Quando o desenvolvimento é desarmônico

O Autismo é um transtorno do desenvolvimento, quantas centenas de vezes falamos disso aqui no blog? Por mais que este conceito esteja claro em teoria, na prática significa que o curso natural de aquisição de habilidades foi transtornado, não seguiu a sequência esperada, foi desregular. Típico em algumas áreas, demais ou de menos em outras.

Vamos desenhar?

Exemplos retirados da escala de 16 níveis de desenvolvimento:

Legenda:

  • IS: Interação Social: Ele ou ela sabe como solicitar o adulto (por gesto ou verbalmente) para participar ou seguir em um jogo de salão com ou sem um objeto
  • RC: Regulação do comportamento: Ele responde a uma ordem simples
  • AC: Atenção Conjunta: Quando um adulto aponta para um objeto, ele olha diretamente para o objeto indicado
  • LE: Linguagem Expressiva: Ele pode comentar sobre suas próprias ações
  • LC: Linguagem Compreensiva: Ele entende frases de duas palavras familiares no contexto
  • IV: Imitação Vocal: Você pode imitar ruídos familiares (motor de carro, buzina, máquinas etc)
  • IG: Imitação Gestual Ele pode imediatamente imitar um gesto que ele sabe
  • RA: Relação Afetiva: Ele reconhece e diferencia seus pais
  • EE: Expressão Emocional: Ele sorri com a aparência de um objeto que ele quer
  • AI: Auto Imagem:Ele pode nomear e indicar as partes do seu rosto
  • BS: Brincar Simbólico: Brincar usando a imaginação, com objetos não relacionados, como fazer de conta que um bloco é um carro
  • RO: Relação com Objeto: Esquema de relação de objetos: Ele manipula objetos de forma exploratória (virando, balançando, arranhando, batendo etc.)
  • OC: Operação Causal: Quando um brinquedo mecânico pára de funcionar, a criança olha impaciente
  • MF: Meio-Fim: Ele usa a alça de um brinquedo para puxar um pano
  • RE: Relação Espacial: Ele pode adaptar objetos de diferentes formas uns aos outros
  • OP: Objeto Permanência: Um objeto escondido sob uma caixa é movido em vista do filho e oculto sob outra caixa, a criança imediatamente encontra o objeto sob a segunda caixa

É mais ou menos assim, você tem áreas de desenvolvimento. Por exemplo, o gráfico em forma de teia acima mostra que o desenvolvimento em uma área impacta outras e fazem um movimento mais ou menos harmônico. A linguagem desenvolve e logo vai afetar a área da interação social, da regulação emocional e assim por diante.
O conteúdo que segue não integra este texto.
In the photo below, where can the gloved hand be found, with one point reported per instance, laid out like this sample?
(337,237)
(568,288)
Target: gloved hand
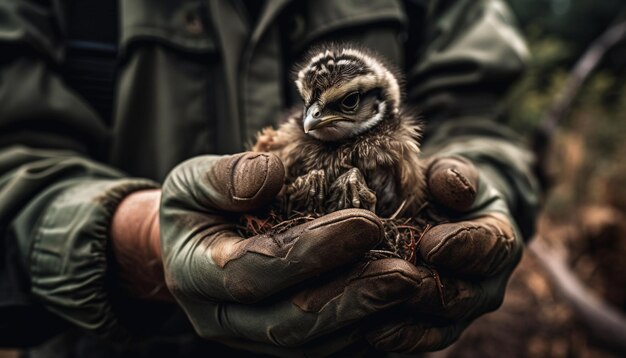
(251,292)
(474,255)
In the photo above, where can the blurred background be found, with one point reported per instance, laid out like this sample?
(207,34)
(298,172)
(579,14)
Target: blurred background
(568,296)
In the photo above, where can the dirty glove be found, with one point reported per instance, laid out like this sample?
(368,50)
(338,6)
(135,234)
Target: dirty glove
(474,256)
(240,291)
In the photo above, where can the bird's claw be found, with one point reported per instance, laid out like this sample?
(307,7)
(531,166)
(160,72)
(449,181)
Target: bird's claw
(351,191)
(307,193)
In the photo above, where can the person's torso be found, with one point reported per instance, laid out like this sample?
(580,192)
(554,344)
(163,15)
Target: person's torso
(178,79)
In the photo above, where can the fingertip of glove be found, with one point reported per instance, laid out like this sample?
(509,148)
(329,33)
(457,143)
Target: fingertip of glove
(453,183)
(256,178)
(360,224)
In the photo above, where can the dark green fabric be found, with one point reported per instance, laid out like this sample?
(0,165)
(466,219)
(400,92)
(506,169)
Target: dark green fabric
(196,77)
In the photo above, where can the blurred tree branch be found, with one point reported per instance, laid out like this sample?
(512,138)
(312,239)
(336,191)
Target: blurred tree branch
(562,106)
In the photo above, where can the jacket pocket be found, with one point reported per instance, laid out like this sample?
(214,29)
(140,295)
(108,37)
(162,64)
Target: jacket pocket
(323,17)
(182,25)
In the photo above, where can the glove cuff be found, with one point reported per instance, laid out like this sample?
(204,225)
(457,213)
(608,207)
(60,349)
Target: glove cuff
(68,258)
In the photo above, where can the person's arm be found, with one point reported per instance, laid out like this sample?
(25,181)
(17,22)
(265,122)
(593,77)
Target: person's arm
(55,200)
(473,55)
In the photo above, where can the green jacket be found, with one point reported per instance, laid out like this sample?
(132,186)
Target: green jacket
(199,77)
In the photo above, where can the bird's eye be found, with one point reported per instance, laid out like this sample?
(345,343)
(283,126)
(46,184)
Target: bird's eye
(351,101)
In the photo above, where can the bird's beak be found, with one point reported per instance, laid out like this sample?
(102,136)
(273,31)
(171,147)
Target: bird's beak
(313,119)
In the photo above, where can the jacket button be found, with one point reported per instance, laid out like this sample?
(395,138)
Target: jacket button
(193,24)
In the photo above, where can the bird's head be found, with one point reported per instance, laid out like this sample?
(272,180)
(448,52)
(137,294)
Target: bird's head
(346,91)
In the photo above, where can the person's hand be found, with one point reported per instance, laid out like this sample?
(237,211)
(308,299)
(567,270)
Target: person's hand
(474,256)
(297,290)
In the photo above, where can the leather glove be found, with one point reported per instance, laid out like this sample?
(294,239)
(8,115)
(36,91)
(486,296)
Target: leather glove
(243,291)
(474,256)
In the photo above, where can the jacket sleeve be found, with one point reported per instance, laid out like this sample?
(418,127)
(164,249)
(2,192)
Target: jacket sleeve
(56,201)
(473,54)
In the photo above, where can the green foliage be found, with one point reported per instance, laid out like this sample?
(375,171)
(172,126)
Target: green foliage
(587,157)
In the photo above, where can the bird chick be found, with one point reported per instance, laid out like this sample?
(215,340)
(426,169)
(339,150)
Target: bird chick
(354,144)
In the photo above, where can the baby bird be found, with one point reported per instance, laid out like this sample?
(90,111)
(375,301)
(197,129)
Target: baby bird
(354,144)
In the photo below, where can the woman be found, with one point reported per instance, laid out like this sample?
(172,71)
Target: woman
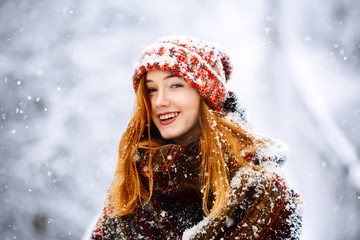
(189,166)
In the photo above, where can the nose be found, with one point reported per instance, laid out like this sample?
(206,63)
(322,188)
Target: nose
(162,99)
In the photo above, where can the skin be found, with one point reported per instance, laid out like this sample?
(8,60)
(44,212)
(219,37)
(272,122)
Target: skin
(174,106)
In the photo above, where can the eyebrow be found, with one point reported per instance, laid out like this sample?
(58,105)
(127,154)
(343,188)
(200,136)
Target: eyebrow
(169,76)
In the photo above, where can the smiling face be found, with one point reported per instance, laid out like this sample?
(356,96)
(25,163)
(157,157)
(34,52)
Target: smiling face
(174,106)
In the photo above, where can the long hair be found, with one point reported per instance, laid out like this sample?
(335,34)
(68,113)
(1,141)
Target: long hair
(220,139)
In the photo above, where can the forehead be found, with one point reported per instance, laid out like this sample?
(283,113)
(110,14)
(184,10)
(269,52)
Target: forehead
(158,75)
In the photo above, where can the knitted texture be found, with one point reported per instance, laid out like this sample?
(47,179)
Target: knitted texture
(203,65)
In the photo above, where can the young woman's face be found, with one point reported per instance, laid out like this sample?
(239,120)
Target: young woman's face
(174,106)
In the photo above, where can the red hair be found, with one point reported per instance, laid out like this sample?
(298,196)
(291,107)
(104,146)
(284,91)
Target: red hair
(219,138)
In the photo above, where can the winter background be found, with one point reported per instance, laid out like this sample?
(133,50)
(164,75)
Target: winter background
(66,97)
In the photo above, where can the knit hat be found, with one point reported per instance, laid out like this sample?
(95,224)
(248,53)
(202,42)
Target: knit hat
(203,65)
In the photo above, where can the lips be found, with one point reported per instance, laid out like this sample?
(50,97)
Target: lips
(168,118)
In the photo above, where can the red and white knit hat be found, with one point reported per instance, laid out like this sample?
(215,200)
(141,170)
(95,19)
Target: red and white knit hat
(203,65)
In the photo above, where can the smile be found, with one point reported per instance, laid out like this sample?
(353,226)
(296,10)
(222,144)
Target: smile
(168,118)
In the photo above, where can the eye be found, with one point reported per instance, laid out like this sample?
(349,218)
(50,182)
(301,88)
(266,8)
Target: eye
(151,90)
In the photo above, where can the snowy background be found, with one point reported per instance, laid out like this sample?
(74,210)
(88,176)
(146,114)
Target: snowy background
(66,97)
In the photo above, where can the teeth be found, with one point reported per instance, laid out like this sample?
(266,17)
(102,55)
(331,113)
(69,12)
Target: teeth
(167,116)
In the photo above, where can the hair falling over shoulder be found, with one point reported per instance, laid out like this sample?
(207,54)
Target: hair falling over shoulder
(219,138)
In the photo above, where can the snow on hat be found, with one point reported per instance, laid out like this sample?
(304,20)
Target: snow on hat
(203,65)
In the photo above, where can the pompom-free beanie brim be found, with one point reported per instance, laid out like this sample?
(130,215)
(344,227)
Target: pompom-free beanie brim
(203,65)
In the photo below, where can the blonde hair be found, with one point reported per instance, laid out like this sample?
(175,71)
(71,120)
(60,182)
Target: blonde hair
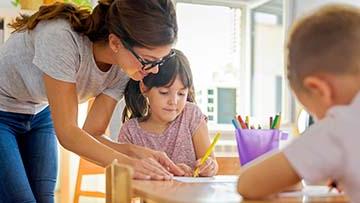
(326,41)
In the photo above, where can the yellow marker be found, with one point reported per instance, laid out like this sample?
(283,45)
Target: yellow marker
(207,153)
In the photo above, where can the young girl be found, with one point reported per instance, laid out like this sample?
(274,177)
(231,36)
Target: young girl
(160,114)
(324,73)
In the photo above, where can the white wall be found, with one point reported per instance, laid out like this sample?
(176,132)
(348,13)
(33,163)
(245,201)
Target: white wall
(6,4)
(302,6)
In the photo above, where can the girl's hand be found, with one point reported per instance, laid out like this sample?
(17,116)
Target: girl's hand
(209,168)
(187,169)
(166,162)
(149,168)
(160,157)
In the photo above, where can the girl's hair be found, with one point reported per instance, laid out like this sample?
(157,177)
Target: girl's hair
(144,23)
(327,41)
(136,103)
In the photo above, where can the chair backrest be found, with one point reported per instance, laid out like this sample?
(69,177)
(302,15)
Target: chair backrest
(118,183)
(228,165)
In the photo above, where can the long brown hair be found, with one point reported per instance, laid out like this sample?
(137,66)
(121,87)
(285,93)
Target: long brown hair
(145,23)
(136,105)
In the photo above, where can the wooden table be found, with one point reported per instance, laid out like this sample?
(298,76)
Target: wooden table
(176,192)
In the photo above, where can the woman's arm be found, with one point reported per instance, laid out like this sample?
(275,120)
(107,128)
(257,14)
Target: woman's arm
(63,103)
(269,175)
(201,142)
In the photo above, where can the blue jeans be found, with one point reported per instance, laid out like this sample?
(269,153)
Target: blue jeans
(28,157)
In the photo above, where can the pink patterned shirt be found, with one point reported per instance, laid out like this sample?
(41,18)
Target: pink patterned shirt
(175,141)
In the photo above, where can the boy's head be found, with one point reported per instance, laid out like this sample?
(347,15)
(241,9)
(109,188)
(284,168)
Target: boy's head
(324,58)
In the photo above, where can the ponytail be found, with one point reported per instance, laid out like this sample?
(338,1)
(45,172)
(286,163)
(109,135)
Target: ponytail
(81,19)
(136,103)
(144,23)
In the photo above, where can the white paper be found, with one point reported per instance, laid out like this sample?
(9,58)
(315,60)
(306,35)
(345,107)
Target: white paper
(311,191)
(214,179)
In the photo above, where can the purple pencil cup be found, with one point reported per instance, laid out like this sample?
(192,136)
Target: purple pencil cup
(254,143)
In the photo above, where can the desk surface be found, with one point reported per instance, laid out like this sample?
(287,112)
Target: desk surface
(173,191)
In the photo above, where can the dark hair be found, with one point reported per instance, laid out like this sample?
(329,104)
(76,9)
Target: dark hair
(136,104)
(326,41)
(144,23)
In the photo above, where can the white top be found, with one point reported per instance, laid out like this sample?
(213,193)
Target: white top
(60,52)
(330,149)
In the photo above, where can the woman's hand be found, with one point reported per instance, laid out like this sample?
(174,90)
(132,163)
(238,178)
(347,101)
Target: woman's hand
(187,169)
(209,168)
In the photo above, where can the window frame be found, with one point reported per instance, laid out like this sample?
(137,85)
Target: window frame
(289,107)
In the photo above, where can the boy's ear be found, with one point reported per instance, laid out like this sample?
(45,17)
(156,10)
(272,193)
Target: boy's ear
(143,88)
(319,88)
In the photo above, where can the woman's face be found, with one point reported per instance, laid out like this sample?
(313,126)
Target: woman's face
(130,60)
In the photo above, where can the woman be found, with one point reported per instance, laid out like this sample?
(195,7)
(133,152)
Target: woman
(63,55)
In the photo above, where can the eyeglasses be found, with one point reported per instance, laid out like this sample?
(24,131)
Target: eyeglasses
(147,65)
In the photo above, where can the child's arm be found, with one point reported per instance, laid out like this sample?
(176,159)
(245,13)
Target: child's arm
(269,175)
(201,142)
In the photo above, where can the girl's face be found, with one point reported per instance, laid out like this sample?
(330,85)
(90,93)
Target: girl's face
(166,103)
(132,65)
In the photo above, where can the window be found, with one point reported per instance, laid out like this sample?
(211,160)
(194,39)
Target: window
(267,60)
(236,57)
(212,46)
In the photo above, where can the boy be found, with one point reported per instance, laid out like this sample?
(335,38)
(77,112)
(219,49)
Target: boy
(324,73)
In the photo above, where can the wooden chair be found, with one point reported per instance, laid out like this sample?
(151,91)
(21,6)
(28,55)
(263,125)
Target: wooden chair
(87,168)
(228,165)
(118,183)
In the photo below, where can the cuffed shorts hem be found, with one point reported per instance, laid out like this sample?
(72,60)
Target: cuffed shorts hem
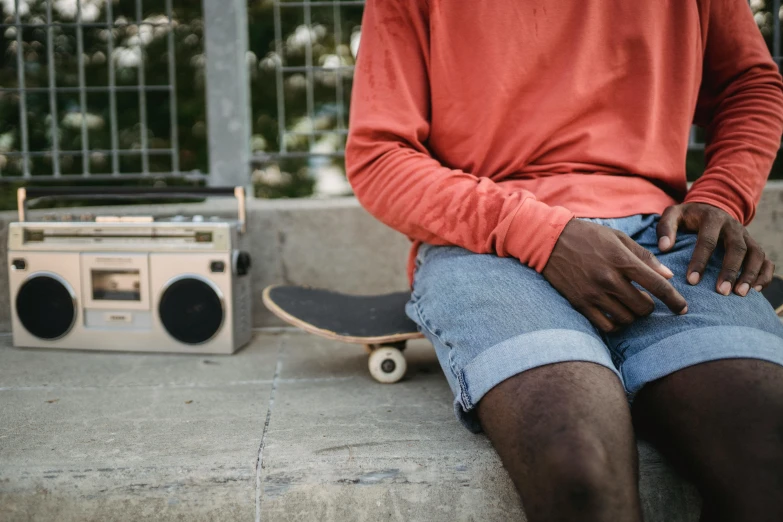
(519,354)
(692,347)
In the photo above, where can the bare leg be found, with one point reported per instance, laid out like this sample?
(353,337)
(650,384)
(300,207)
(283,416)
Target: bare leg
(721,423)
(564,434)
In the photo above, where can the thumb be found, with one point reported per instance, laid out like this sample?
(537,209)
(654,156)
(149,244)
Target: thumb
(667,227)
(647,257)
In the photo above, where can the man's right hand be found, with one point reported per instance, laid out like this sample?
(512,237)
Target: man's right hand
(593,266)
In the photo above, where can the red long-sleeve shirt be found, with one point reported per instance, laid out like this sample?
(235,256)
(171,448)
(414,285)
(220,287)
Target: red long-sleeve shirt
(490,124)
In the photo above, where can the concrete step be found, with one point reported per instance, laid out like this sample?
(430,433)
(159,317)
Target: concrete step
(104,436)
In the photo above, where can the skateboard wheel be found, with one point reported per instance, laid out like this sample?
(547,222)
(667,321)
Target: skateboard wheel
(387,365)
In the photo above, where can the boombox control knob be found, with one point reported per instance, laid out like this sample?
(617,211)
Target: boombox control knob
(243,263)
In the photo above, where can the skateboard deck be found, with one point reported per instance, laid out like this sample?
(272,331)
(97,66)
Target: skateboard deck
(774,294)
(376,321)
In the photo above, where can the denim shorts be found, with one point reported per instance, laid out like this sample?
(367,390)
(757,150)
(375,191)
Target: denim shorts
(490,318)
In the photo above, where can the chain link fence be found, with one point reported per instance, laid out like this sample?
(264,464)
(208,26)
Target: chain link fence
(109,90)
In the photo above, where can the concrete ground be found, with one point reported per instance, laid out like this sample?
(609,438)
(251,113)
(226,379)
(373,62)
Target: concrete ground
(104,436)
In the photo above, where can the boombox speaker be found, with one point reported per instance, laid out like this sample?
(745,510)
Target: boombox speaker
(130,283)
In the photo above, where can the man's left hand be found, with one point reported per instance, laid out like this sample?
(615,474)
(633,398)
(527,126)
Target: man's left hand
(744,266)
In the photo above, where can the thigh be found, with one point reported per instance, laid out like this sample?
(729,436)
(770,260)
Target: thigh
(716,327)
(490,318)
(721,423)
(563,432)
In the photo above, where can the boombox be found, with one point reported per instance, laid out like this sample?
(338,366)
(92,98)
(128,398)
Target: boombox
(131,283)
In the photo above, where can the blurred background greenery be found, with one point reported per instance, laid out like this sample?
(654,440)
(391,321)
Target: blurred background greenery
(319,175)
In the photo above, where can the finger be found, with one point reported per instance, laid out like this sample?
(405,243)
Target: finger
(736,249)
(618,313)
(646,256)
(595,316)
(657,286)
(707,241)
(765,276)
(638,302)
(667,227)
(754,260)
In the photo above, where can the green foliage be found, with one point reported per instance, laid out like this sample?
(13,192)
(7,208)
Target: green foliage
(315,125)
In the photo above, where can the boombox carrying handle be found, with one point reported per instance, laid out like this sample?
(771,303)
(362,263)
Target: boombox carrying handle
(25,194)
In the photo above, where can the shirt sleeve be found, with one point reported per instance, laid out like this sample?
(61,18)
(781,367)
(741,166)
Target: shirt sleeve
(393,174)
(741,105)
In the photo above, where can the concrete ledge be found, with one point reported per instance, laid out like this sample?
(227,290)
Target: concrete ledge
(336,244)
(292,428)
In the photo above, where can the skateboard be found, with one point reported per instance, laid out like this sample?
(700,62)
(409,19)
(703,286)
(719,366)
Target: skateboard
(376,321)
(774,294)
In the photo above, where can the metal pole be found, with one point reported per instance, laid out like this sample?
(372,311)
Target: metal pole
(228,93)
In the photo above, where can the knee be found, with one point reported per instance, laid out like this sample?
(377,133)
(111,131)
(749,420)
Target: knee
(581,472)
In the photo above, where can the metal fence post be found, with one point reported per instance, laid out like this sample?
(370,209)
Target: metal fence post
(227,91)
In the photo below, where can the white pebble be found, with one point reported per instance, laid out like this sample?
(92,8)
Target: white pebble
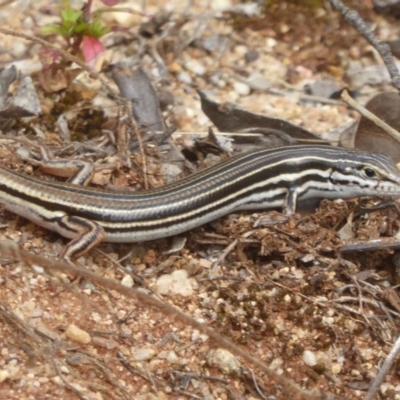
(77,335)
(142,354)
(309,358)
(242,89)
(185,78)
(224,360)
(127,281)
(175,283)
(196,67)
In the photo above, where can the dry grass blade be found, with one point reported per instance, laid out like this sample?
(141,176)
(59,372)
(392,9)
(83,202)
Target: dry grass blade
(11,250)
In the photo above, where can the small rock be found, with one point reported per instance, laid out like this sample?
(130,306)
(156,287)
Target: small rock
(142,354)
(276,363)
(172,358)
(175,283)
(242,89)
(309,358)
(251,55)
(336,369)
(105,343)
(4,374)
(196,67)
(127,281)
(77,335)
(185,78)
(240,50)
(258,81)
(224,360)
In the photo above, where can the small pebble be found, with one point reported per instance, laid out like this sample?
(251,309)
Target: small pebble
(224,360)
(185,78)
(77,335)
(251,55)
(309,358)
(127,281)
(336,369)
(142,354)
(258,81)
(172,358)
(242,89)
(175,283)
(196,67)
(4,374)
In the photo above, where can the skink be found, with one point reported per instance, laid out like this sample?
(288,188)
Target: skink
(264,179)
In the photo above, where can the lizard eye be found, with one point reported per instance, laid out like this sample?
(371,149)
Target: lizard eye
(369,173)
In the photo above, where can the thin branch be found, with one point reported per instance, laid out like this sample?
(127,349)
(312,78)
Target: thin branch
(354,19)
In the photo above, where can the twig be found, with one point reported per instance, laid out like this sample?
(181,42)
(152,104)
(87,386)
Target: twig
(354,19)
(367,114)
(383,371)
(11,250)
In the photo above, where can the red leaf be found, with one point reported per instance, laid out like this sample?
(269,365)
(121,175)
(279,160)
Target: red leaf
(91,49)
(110,3)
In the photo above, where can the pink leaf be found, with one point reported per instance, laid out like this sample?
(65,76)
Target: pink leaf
(110,3)
(91,49)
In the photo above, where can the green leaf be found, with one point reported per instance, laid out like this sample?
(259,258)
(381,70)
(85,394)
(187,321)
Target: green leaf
(51,29)
(70,15)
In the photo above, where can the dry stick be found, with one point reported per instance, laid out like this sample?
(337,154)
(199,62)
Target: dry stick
(121,101)
(354,19)
(383,371)
(9,249)
(372,117)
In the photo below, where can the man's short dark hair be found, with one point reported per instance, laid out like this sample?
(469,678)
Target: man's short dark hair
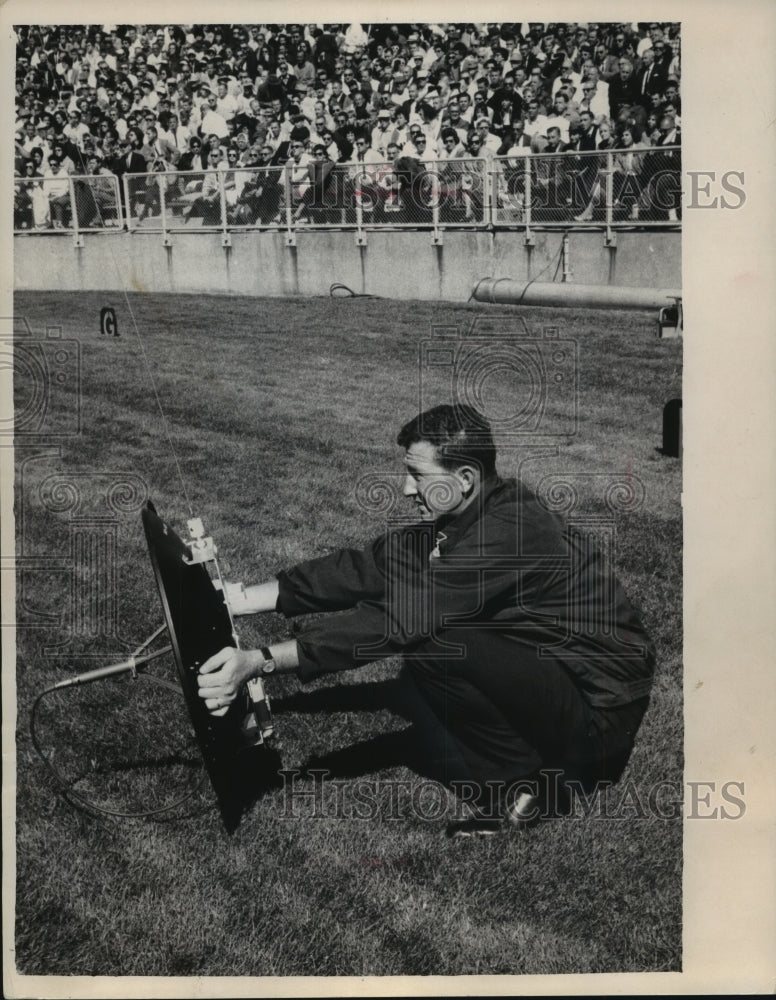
(460,434)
Mas nas pessoas com Autismo isso é diferente. Uma área se desenvolve enquanto outra fica lá atrás. A criança pode saber tudo sobre tecnologia e ser quase um gênio lidando com aplicativos de internet e não saber desabotoar uma roupa.

Pois bem, quando este desenvolvimento acontece de forma tão desarmônica, isso significa que algumas áreas vão demandar uma habilidade que outra área ainda não adquiriu. Por exemplo, uma criança sabe tudo sobre letras e alfabeto e fez algo que é comum no Autismo, chamado hiperlexia, que é a aprendizagem da leitura precocemente e sem que ninguém ensinasse. Essa criança começa então a ler sozinha por volta de quatro anos, porém por mais que ela leia um livro, não consegue entender o que lê. Ou então, entende o texto, mas não capta as nuances na relação dos personagens. É como se ela lesse todos os livros de boas maneiras de uma estante, mas arrotasse na mesa de jantar. Ou entendesse tudo sobre mecânica de carro, mas se você mostra uma chave de fenda ela não sabe dizer o que é.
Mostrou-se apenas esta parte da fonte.